付迦宜一怔,“我记得他们已经分居三年多了,按理来说这婚一定会离,只是早晚的问题。”

“你忘了吗?你爸爸态度严明,根本不同意他们这么做。”叶禧提醒她,“总之最近家里低气压,你回去的时候记得谨言慎行,千万别做错事。”

从小到大,付迦宜和这位兄长的关系一直不冷不热,对付迎昌的私事谈不上有多关心,但毕竟是一家人,多少还是知道些。

付迎昌娶的,是和母亲邹安黛有渊源的好友的女儿,对方姓周。

早年那一家人在北京穷途末路,出国投靠邹安黛,付晟华爱屋及乌,帮周家做了安顿,后又同意了这门主动贴上来的婚事。

婚后这么多年,两人还算相敬如宾,付迦宜迄今仍不知道他们为什么离婚,但大概能猜出付晟华不同意的原因——一方面不能有违妻子临终所托,另一方面是为付迎昌本身的仕途考虑。

法国人非常重视家庭文化,责任心和博爱被摆在头等要位,婚姻破裂算是一桩丑闻,自然对事业有不小影响。

聊到最后依旧猜不出所以然,这话题被一笔带过。

叶禧晚上约了其他朋友逛杂货店,打算明天再回付家。付迦宜提前联系了司机,把咖啡厅地址短信发送过去,等人来接。

叶禧陪着在门口等,闲聊的话没讲几句,被一道男声生生打断,热络喊付迦宜名字。

叶禧不用转头就知道,又是跟她同班的那个喜欢付迦宜的留学生,是个韩国人,皮肤白净,又高又瘦,衣品比长相更加分。

去年迎新晚会付迦宜受邀来观礼,在后台陪她候场时被对方一眼钟情。

后来这人陆陆续续问她要过几次付迦宜的联系方式,被各种借口搪塞掉,没放弃不说,反而越挫越勇。

男生走到她们面前,含笑打了个招呼,对付迦宜说:“好巧,我如果没记错,这已经是第四次遇见你了吧?”

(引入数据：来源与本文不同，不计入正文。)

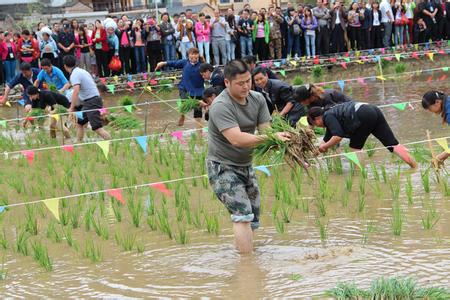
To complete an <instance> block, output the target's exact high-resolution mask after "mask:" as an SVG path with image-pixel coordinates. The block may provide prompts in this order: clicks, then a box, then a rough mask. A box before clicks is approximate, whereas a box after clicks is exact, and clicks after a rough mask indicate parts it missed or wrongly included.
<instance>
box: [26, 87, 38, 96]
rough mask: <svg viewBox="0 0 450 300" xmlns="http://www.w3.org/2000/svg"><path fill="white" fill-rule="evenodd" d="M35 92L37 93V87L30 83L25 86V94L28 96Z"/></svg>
mask: <svg viewBox="0 0 450 300" xmlns="http://www.w3.org/2000/svg"><path fill="white" fill-rule="evenodd" d="M37 94H39V89H38V88H37V87H35V86H34V85H30V86H29V87H27V95H28V96H32V95H37Z"/></svg>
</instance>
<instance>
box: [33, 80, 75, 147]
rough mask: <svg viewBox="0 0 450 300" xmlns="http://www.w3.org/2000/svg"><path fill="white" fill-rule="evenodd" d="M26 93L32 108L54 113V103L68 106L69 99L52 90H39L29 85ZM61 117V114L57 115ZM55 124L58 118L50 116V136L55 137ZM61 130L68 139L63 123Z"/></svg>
mask: <svg viewBox="0 0 450 300" xmlns="http://www.w3.org/2000/svg"><path fill="white" fill-rule="evenodd" d="M26 92H27V95H28V97H29V98H30V100H31V101H32V107H33V108H41V109H47V110H49V111H50V113H51V114H56V112H55V109H56V108H55V105H56V104H59V105H61V106H63V107H65V108H69V107H70V102H69V99H67V98H66V96H64V95H63V94H60V93H56V92H52V91H42V90H39V89H38V88H37V87H35V86H29V87H28V88H27V91H26ZM58 117H62V116H58ZM57 125H58V120H57V119H56V118H53V117H50V137H51V138H56V131H57ZM62 131H63V134H64V137H65V138H67V139H69V138H70V133H69V129H68V128H67V127H66V125H65V124H63V125H62Z"/></svg>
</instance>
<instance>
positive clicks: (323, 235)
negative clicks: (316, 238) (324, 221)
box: [316, 218, 328, 242]
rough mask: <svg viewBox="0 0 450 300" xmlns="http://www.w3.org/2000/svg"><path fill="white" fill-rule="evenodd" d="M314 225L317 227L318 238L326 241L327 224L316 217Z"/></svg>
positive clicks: (323, 241) (324, 240)
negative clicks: (318, 234)
mask: <svg viewBox="0 0 450 300" xmlns="http://www.w3.org/2000/svg"><path fill="white" fill-rule="evenodd" d="M316 225H317V226H318V227H319V233H320V240H321V241H322V242H324V241H326V240H327V238H328V232H327V231H328V224H324V223H323V222H321V221H320V219H319V218H317V219H316Z"/></svg>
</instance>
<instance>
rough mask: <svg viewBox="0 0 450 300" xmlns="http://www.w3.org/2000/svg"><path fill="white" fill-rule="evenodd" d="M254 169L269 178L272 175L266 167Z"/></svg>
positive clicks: (260, 167) (265, 166) (255, 167)
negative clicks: (264, 174) (262, 173)
mask: <svg viewBox="0 0 450 300" xmlns="http://www.w3.org/2000/svg"><path fill="white" fill-rule="evenodd" d="M254 169H255V170H258V171H261V172H263V173H264V174H266V175H267V176H270V175H271V174H270V171H269V169H268V168H267V167H266V166H257V167H255V168H254Z"/></svg>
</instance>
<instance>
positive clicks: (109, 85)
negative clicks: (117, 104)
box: [106, 84, 116, 95]
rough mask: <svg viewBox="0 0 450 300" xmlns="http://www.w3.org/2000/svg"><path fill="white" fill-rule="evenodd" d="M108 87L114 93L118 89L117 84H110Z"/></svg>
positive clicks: (109, 84) (112, 92)
mask: <svg viewBox="0 0 450 300" xmlns="http://www.w3.org/2000/svg"><path fill="white" fill-rule="evenodd" d="M106 87H107V88H108V90H109V91H110V92H111V94H113V95H114V91H115V90H116V86H115V85H114V84H108V85H107V86H106Z"/></svg>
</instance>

付迦宜笑笑,敷衍出声:“抱歉,我记忆力不是很好,记不太清了。”

“没关系。那这次我们能互相留个手机号码吗?你放心,我肯定不冒然打扰你。”

又来了。

一旁的叶禧在心里翻白眼,没等付迦宜回应,适时插话进来,给她解围,随便寻个理由和男生一起回了学校。

付迦宜看着他们一前一后拐进校门,学着程知阙白天的样子把玩斜挎包的皮带纹路,百无聊赖地转了个身,意外瞧见路边多出一辆车。